The researcher will present a session on her dissertation titled: “Hidden in History: Examining Asian American Elementary Teachers’ Enactment of Asian American History”
at the NCSS 97th Annual Conference in San Francisco on Friday, Nov. 17, 8:45-9:45 a.m. at the Moscone Center (West). Conference Press Registration is available here.
Naseem Rodríguez earned her Ph.D. under the advisement of Dr. Cinthia Salinas, Ruben E. Hinojosa Regents Professor in Education at the University of Texas, Austin. She is currently Assistant Professor of Elementary Social Studies in the School of Education at Iowa State University and uses critical race frameworks to explore how racial and cultural experiences impact Asian American and Latino/a pre- and in-service teachers' pedagogy and curricular enactment. Her other research interests include the teaching of immigration, adding counternarratives to the curriculum, teaching against Islamophobia, and broadening conceptualizations of citizenship.
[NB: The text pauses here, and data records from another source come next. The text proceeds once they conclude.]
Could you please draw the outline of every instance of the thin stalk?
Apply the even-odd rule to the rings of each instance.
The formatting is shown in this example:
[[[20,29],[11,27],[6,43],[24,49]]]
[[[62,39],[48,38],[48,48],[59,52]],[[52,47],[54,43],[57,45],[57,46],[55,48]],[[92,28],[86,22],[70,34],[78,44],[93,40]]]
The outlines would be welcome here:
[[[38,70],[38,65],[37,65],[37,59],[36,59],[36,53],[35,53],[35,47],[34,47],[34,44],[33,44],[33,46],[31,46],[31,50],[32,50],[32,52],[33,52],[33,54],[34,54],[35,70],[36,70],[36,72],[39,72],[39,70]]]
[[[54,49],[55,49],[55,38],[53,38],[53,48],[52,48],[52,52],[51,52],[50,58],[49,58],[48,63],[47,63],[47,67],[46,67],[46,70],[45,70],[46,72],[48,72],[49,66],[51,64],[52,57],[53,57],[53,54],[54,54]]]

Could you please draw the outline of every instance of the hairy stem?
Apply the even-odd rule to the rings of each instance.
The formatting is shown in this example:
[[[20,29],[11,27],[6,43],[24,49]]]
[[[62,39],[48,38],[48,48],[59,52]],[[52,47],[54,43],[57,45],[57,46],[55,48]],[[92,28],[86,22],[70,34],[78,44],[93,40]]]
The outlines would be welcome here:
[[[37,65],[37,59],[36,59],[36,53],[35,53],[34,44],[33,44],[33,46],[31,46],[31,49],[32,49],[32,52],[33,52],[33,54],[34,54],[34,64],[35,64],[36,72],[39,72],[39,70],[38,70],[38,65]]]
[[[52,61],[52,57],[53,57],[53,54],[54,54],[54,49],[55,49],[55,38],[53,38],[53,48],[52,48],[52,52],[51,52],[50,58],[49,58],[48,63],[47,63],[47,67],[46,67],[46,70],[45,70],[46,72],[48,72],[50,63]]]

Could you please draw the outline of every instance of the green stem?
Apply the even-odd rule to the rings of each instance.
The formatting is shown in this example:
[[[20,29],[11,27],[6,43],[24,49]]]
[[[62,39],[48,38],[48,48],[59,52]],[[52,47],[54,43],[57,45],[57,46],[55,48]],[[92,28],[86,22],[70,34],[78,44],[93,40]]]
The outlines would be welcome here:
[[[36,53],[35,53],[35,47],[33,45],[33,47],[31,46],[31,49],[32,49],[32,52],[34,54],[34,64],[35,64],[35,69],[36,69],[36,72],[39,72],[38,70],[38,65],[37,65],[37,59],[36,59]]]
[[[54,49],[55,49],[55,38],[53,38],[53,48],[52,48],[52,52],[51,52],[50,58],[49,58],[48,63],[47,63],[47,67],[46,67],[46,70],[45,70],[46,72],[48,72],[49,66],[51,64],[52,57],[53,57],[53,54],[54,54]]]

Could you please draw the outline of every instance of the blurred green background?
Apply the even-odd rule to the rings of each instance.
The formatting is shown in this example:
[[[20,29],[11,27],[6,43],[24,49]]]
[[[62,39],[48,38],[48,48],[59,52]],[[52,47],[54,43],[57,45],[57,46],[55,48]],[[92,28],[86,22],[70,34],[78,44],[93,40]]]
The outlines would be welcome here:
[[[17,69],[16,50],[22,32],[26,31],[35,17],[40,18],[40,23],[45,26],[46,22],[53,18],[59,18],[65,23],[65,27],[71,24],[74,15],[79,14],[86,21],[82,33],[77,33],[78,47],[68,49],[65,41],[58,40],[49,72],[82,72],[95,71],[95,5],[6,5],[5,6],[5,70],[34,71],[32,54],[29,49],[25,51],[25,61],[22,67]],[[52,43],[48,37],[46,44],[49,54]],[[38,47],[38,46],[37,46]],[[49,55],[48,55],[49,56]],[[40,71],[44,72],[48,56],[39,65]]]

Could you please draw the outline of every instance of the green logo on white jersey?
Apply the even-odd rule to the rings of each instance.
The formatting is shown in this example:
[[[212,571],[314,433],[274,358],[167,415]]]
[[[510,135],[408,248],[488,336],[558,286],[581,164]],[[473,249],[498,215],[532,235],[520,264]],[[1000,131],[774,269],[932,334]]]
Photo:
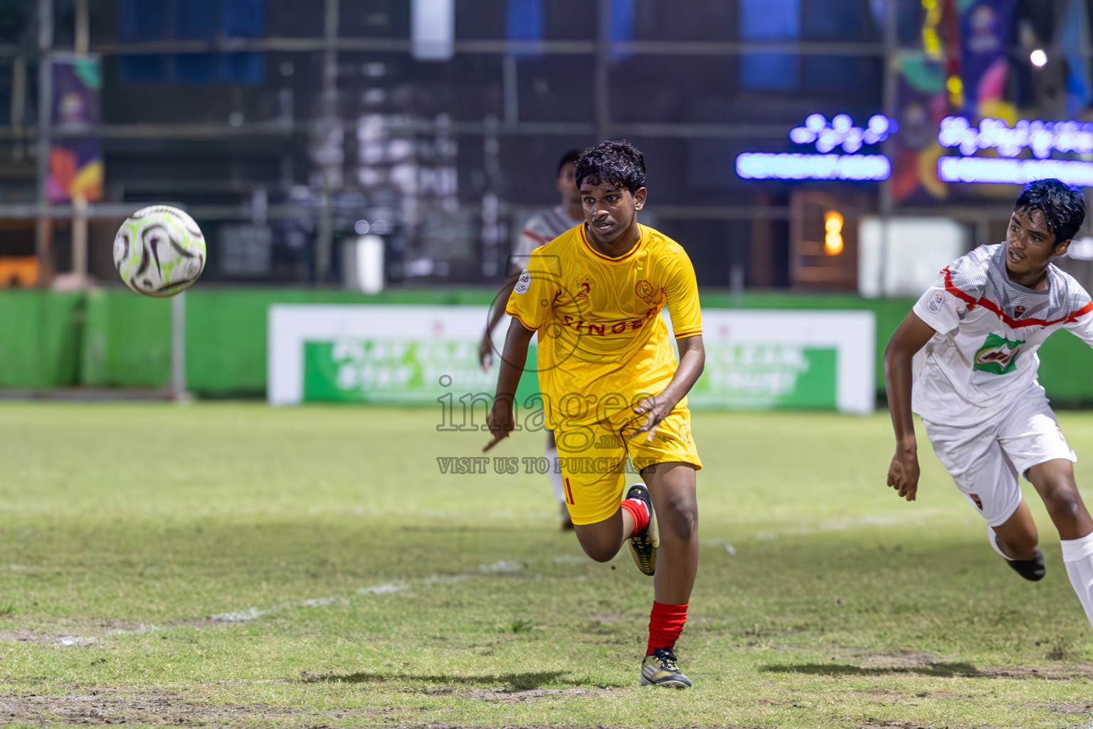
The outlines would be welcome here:
[[[983,346],[975,353],[974,368],[979,372],[989,372],[991,375],[1004,375],[1013,372],[1018,366],[1018,355],[1024,341],[1011,342],[1002,339],[998,334],[987,334]]]

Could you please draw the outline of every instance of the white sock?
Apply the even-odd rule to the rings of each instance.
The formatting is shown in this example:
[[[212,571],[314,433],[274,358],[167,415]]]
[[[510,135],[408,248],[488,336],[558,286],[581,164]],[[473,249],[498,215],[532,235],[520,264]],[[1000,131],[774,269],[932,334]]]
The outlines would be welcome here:
[[[1062,563],[1067,565],[1070,585],[1082,601],[1085,618],[1093,626],[1093,534],[1081,539],[1063,539],[1059,545],[1062,548]]]
[[[546,449],[546,461],[550,463],[550,482],[554,486],[554,498],[559,504],[565,504],[565,484],[562,474],[557,472],[557,447]]]
[[[995,530],[991,529],[990,525],[987,525],[987,541],[990,542],[990,549],[998,552],[998,556],[1002,557],[1007,562],[1013,562],[1013,560],[1002,554],[1002,550],[998,546],[998,536],[995,533]]]

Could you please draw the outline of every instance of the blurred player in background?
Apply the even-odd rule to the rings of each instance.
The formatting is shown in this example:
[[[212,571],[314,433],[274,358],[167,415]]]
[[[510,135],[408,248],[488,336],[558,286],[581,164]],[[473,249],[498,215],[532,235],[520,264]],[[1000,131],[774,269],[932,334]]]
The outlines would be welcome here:
[[[586,150],[577,185],[585,223],[537,248],[508,299],[513,320],[485,449],[513,428],[516,387],[538,332],[539,387],[577,539],[597,562],[628,541],[638,568],[654,576],[640,681],[682,689],[691,681],[673,650],[698,566],[702,461],[686,408],[705,363],[698,289],[683,248],[637,223],[645,161],[632,144]],[[660,316],[666,305],[678,363]],[[628,491],[627,456],[645,481]]]
[[[941,272],[892,336],[884,372],[896,436],[888,484],[915,499],[917,412],[956,487],[986,519],[991,549],[1038,580],[1044,554],[1018,484],[1023,475],[1059,530],[1070,584],[1093,624],[1093,520],[1074,483],[1074,451],[1036,381],[1036,350],[1051,332],[1069,329],[1093,345],[1090,295],[1051,264],[1084,217],[1078,190],[1057,179],[1029,184],[1006,243],[980,246]]]
[[[485,331],[482,333],[482,342],[479,344],[479,363],[485,372],[489,372],[490,365],[493,363],[493,340],[490,334],[501,321],[501,317],[504,316],[505,303],[508,302],[513,286],[516,285],[516,277],[527,266],[531,251],[585,222],[585,213],[580,207],[580,191],[577,189],[577,160],[579,158],[580,150],[576,149],[562,155],[562,158],[557,161],[557,174],[554,178],[554,185],[562,199],[550,210],[536,213],[524,224],[520,238],[509,258],[508,280],[501,293],[497,294],[497,306],[494,306],[490,315],[490,324],[486,325]],[[562,515],[562,529],[573,529],[573,519],[569,518],[569,510],[565,506],[562,474],[554,467],[557,462],[557,446],[554,444],[553,431],[546,431],[546,460],[551,465],[550,478],[554,486],[554,498],[557,501],[559,512]]]

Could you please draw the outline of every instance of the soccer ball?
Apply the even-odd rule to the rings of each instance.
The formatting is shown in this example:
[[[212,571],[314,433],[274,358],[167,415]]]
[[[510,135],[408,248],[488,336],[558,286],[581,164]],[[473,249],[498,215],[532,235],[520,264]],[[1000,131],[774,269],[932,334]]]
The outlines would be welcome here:
[[[204,269],[201,228],[178,208],[141,208],[114,237],[114,266],[126,285],[145,296],[174,296]]]

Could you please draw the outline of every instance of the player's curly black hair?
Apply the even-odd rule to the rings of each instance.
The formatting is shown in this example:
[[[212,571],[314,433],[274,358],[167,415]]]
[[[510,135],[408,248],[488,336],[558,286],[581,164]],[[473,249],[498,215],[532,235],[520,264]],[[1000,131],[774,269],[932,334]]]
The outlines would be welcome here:
[[[1025,185],[1013,210],[1038,210],[1055,232],[1055,245],[1074,237],[1085,220],[1085,198],[1077,187],[1055,178]]]
[[[600,142],[585,150],[577,162],[577,187],[585,179],[637,192],[645,187],[645,155],[624,139]]]

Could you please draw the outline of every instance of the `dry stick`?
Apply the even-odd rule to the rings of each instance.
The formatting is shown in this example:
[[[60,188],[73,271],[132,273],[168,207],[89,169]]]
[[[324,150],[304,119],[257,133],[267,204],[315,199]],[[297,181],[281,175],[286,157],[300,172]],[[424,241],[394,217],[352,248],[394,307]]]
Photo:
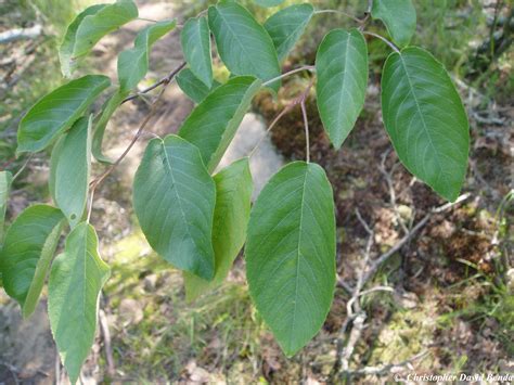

The NCSS Annual Conference is the largest and most comprehensive social studies professional development conference in the United States where social studies educators share, interact, develop ideas, and enhance their skills. This year’s theme, “Expanding Visions/Bridging Traditions,” will offer more than 900 content-rich sessions covering all subjects and grade levels, a lineup of renowned speakers and education experts, and numerous exhibiting organizations displaying the latest in educational resources. For more information visit: http://www.socialstudies.org/conference.
Founded in 1921, National Council for the Social Studies is the largest professional association in the country devoted solely to social studies education. The mission of National Council for the Social Studies is to provide leadership, service, and support for all social studies educators. The NCSS membership represents K-12 classroom teachers, college and university faculty members, curriculum designers and specialists, social studies supervisors, and leaders in the various disciplines that constitute the social studies.
NCSS regards social studies as the integrated study of the social sciences and humanities to promote civic competence. Within the school program, social studies provides coordinated, systematic study drawing upon such disciplines as anthropology, archaeology, economics, geography, history, law, philosophy, political science, psychology, religion, and sociology, as well as appropriate content from the humanities, mathematics, and natural sciences. The primary purpose of social studies is to help young people develop the ability to make informed and reasoned decisions for the public good as citizens of a culturally diverse, democratic society in an interdependent world.